# A Few 4 Sunday !



## sawhorseray (Jul 31, 2022)

A newlywed couple moves into their new house.

One day the husband comes home from work and his wife says, "Honey, you know, in the upstairs bathroom one of the pipes is leaking, could you fix it?"

The husband says, "What do I look like, Mr. Plumber?"

A few days go by, and he comes home from work and his wife says, "Honey, the car won't start. I think it needs a new battery. Could you change it for me?"

He says: "What do I look like, Mr. Goodwrench?"

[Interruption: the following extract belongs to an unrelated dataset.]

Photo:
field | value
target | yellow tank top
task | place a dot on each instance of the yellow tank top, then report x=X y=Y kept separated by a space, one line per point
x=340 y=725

Another few days go by, and it's raining pretty hard.
The wife finds a leak in the roof.
She says, "Honey, there's a leak on the roof! Can you please fix it?"

He says, "What do I look like, Bob Vila?"

The next day the husband comes home, and the roof is fixed.
So is the plumbing. So is the car.
He asks his wife what happened.

"Oh, I had a handyman come in and fix them," she says. "Great! How much is that going to cost me?" he snarls.

Wife says: "Nothing. He said he'd do it for free if I either baked him a cake or slept with him."

"Uh, well, what kind of cake did you make?" asks the husband.

"What do I look like," she says, "Betty Crocker?"


----------



## yankee2bbq (Jul 31, 2022)

thanks for the laughs!


----------



## chopsaw (Jul 31, 2022)

Lol . Reading the name Bob Villa made me laugh the most .


----------



## 912smoker (Jul 31, 2022)

Good ones RAY and thanks for the 

Keith


----------



## bigfurmn (Aug 2, 2022)

Crap how did i miss this sunday. These are great. Well done as always


----------



## millerbuilds (Aug 2, 2022)

Thanks for the comedy!

- Jason


----------



## bauchjw (Aug 2, 2022)

Great laughs! Man I love that crib, it got my daughter into a giggle fit!


----------



## tbern (Aug 2, 2022)

Thanks Ray, funny stuff!!


----------



## gmc2003 (Aug 3, 2022)

Good ones Ray. 

Chris


----------



## Brokenhandle (Aug 3, 2022)

That snack one for a road trip is classic,  and true! Thanks Ray!

Ryan


----------



## Colin1230 (Aug 3, 2022)

I don't know where you come up with all of these Ray, but I sure enjoy them. Thanks.


----------



## GaryHibbert (Aug 6, 2022)

A whole batch of winners, Jim.  The "I don't judge people" one describes my beliefs to a T.  Thanks.
Gary


----------